By: Neil D. Garguilo, La Nostra Voce
The year was 1963…
It is August. At approximately 8:30 a.m., a great rush took place out the doors of my neighborhood in Williamsburg, Brooklyn. It’s midsummer and another day has begun.
One by one we met, whether it was in front of my house (the only attached house with a 1/2 as part of the address) or another friend’s house. The group would number around eight, and we had to decide a critical issue on this hot morning: what game were we going to play?
You see, when we were growing up the world was our oyster with so many sports and games at our fingertips. There was stick ball, slap ball, punch ball, stoop ball or touch football. Then there were the games that were interspersed with the sports, like marbles, skelzies (an asphalt board game using bottle caps stuffed with melted crayons), tag, red light-green light, hide-and-seek, Simon Says, ring-a-levio, and Johnny-on-the Phony.

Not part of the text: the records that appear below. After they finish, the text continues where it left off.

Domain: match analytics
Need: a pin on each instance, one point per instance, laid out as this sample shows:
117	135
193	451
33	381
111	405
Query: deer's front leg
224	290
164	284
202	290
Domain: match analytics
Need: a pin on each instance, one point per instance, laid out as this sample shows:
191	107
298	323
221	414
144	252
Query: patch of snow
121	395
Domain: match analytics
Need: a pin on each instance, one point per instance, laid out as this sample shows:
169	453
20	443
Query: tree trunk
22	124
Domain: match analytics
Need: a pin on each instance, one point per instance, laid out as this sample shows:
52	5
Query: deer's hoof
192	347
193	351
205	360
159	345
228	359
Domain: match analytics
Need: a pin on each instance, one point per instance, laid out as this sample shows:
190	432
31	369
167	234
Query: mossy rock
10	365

Oh, what fun we had — so much to do with not enough time in the day to accomplish all this activity.
My neighborhood was an enclave of Americans of Italian descent. They were hard working families trying to make the next generation better than the last. It was an area of approximately 10 blocks by 10 blocks, nestled amongst all the other nationalities and minorities.

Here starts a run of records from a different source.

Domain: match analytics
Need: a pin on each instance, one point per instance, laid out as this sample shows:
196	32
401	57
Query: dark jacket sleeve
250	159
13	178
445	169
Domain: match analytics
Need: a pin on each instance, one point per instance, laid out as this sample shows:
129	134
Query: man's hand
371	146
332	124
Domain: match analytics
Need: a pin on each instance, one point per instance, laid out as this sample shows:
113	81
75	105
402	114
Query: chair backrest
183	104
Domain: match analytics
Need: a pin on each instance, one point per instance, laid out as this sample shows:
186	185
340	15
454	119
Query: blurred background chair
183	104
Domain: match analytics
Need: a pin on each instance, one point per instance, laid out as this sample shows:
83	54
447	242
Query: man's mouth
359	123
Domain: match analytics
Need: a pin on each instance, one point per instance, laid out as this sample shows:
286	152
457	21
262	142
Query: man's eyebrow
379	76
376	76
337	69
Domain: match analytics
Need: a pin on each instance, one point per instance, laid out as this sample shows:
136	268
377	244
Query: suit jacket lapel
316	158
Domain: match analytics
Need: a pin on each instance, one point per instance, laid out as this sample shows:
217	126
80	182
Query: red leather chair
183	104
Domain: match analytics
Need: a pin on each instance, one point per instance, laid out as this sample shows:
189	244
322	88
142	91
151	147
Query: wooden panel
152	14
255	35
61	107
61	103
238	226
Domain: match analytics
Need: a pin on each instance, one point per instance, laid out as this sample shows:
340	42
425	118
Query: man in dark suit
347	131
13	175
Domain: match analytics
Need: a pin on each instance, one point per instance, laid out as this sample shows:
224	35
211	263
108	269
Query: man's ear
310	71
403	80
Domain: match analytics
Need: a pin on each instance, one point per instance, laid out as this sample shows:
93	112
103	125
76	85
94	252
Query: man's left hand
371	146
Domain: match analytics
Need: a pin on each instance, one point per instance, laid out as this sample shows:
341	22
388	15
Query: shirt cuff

All the houses were attached and neatly kept. Most were just two-family homes or apartments throughout this cozy, little neighborhood. It was safe. Our mothers would let us play from the early morning to 9 p.m., with lunch and dinner breaks in between. But, these wonderful Italian mothers never worried “one bit” whether we were safe. It was a given. We weren’t afraid of being kidnapped, hurt or run over by a car. And remember, I am talking about rough-and-tumble Brooklyn.
Just one hour?
With the advent of computers, iPhones and so on, the modern kid of today is stuck looking at a screen. I feel bad for them. They have so much … we had so little … but we had so much fun and healthy exercise.

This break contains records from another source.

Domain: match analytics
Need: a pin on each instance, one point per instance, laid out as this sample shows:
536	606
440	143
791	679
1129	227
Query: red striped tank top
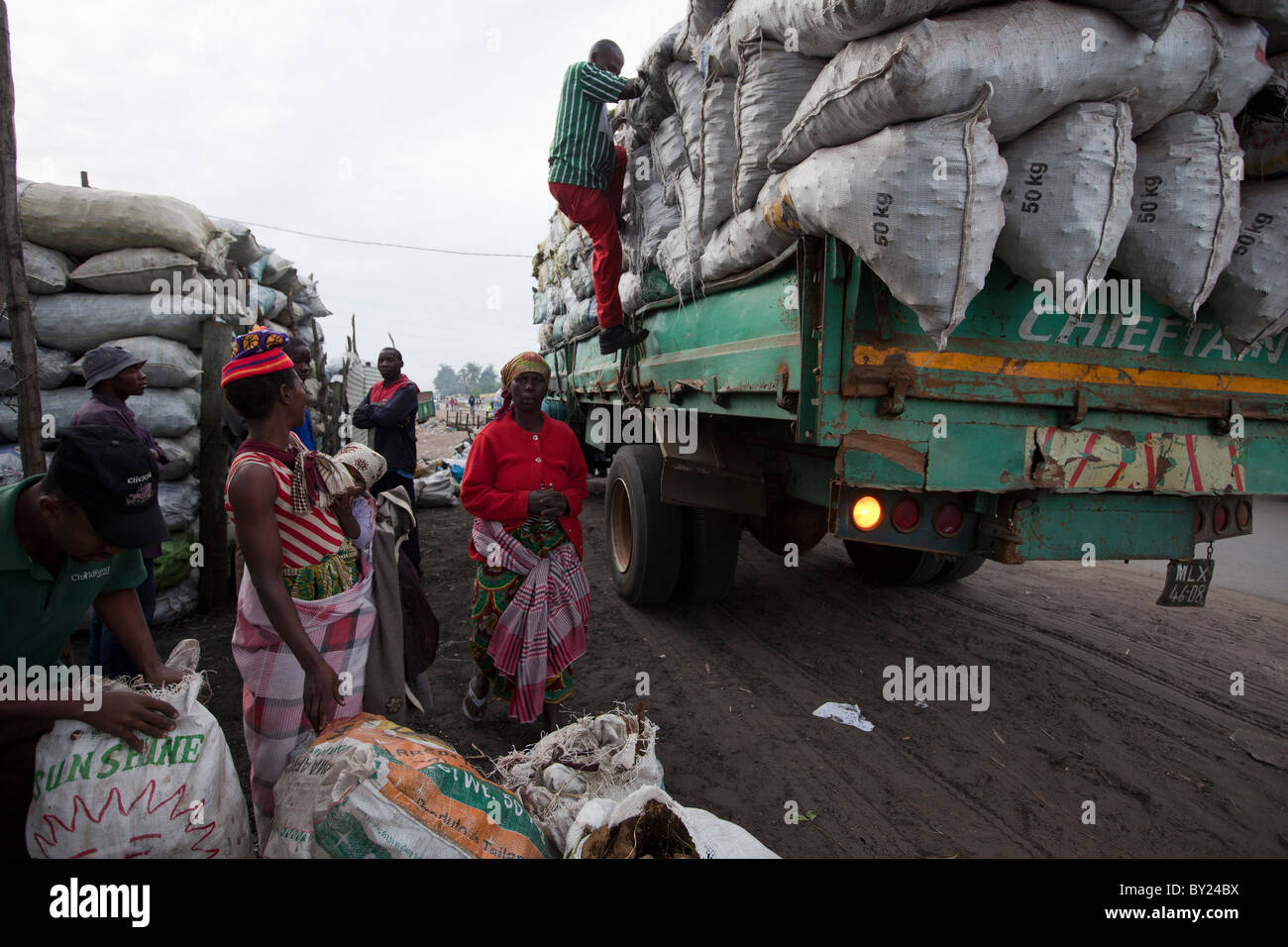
307	539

Recently, a sports team issued a public service announcement saying, “let’s dedicate one hour each day to get outside and have some fun” (I paraphrase). When I heard this, I knew we as a country were in big trouble. One hour? For us, that was the first sport or game! We had 11 other hours to run around like “lunatics.”
The streets were teeming with activity. What I wouldn’t give for one day to go back in time to play on the streets of Williamsburg with all of my friends.
There was Frankie Boy, Dennis, Vinnie, Bennie, Mike, Joey, Johnny, and yours truly—Neilly. A golden age of sports, games, exercise and “good clean fun,” as Art Carney from The Honeymooners would say.
We were truly “the Real Boys of Summer.”